For those interested in learning more about Louis — and reading a hilarious anecdote about local rabbi politics — there is an oral history done with Louis in the 1970s. It is part of the Konnilyn Feig, PhD, Jewish oral history collection housed in the Portland Room at the Portland Public Library and can also be found on the Library’s website.
So… what what else were they up to besides deconstructing Shakespeare and being endangered by DH Lawrence? These discussions included:
Vitamins and health
The Treatment of the Arthurian Legend by Edward Arlington Robinson
This Unbelievable World
The Case for Italy
The Jew of Today: Why he is. What he is.
Although the phantom binders may yet prove real… I am on the trail… one project does survive, preserved in a separate binder by the presenter himself, Dave Astor. Dave saved all his stuff. And this past year he gave his unique collection to MHS. Aimee, a graduate library student from Simmons, who interned with us this fall, processed everything.
Among Dave’s varied and interesting treasures is his Maimonides Club Project scrapbook, not currently part of his collection at Maine Historical Society, although we anticipate the transfer to us.
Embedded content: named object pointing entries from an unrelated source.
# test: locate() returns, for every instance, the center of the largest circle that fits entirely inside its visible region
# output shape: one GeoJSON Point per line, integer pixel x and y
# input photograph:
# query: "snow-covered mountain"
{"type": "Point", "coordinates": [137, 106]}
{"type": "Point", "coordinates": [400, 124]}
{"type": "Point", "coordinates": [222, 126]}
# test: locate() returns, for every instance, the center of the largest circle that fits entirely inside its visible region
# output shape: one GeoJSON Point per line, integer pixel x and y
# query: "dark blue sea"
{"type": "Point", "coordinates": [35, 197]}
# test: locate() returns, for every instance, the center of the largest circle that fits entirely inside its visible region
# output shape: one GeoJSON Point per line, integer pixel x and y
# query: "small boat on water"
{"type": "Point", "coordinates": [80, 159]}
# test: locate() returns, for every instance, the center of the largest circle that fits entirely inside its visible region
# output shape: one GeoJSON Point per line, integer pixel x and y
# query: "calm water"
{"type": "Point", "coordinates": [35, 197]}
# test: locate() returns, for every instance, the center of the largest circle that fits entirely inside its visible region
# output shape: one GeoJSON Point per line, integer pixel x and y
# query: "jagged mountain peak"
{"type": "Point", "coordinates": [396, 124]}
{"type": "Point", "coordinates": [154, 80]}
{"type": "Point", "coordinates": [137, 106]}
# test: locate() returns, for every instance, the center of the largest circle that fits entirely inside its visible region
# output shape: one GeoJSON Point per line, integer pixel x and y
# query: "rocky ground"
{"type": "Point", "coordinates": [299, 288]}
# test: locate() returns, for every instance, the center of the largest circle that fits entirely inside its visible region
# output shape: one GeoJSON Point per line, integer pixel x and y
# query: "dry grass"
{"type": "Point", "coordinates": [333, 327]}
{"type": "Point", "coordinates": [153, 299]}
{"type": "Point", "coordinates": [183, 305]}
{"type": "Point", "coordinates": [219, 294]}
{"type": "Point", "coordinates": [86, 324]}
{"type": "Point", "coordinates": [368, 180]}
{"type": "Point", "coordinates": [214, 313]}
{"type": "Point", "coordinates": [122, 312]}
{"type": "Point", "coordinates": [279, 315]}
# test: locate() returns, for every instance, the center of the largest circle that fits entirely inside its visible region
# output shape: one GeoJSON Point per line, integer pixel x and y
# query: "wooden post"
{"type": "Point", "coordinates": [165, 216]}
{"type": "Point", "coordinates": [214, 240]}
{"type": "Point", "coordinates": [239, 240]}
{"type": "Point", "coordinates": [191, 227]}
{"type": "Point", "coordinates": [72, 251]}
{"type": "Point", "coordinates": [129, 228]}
In late December 1946 and early January 1947, Dave Astor sent a letter querying an unknown number of individuals, representing a variety of organizations, on anti-Semitism. Dave had been invited to join the Club after his discharge from the military in 1945. Consistent with his gregarious nature and secular Jewish involvements, he made his debut by seeking the thoughts and opinions of those prominent in civic life rather than taking an academic approach, as others had done. Dave sent a second mailing in 1991; obviously not part of the Portland Maimonides Club, but for his own interest.
In 1946- 47 Dave received about 36 responses. Among others, he heard from: City of Detroit; Interracial Review; Gov. Horace Hildreth; US Military Academy.
In 1991-92 he had 25 responses including Senators Tom Harkin and Orrin Hatch, Chrysler Corporation, and Jesse Helms.
In 1947, Astor received a copy of an eleven page speech from J. Edgar Hoover of the FBI. Hoover had delivered the speech at a meeting of the Boston B’nai B’rith in 1940.
The response from Reginald Brach, President of Time Warner, dated in 1991, is written on the letter Dave sent to him — the same letter that Dave used in his original mailing in 1947. Brach replies, “It is repugnant on every level.”
The approximately sixty responses are varied. The tone runs the gamut from neutral, including some bloodless form letters — to pithy and emphatic, with some speechifying thrown in. Naturally, they raise a number of interesting issues to explore in the future — with the Maimonides Club itself, its members and what I hope will be a trove of papers, including Dave’s.
Preservation of Maine Jewish historical materials by Maine Historical Society, other collecting institutions — and individuals — has enriched both of our Jewish history conferences. Today’s student exhibit, the panel display at Maine Jewish Museum curated by Amy Waterman, installations at Sampson Center for Diversity, postings on the DMJ website, and exhibits and research projects at Maine Historical Society were made possible not only by institutions and professionals. We have benefited directly and enormously, and maybe especially, from those individuals — in this case Phil Levinsky and Dave Astor — who chose not to toss something into a Dumpster.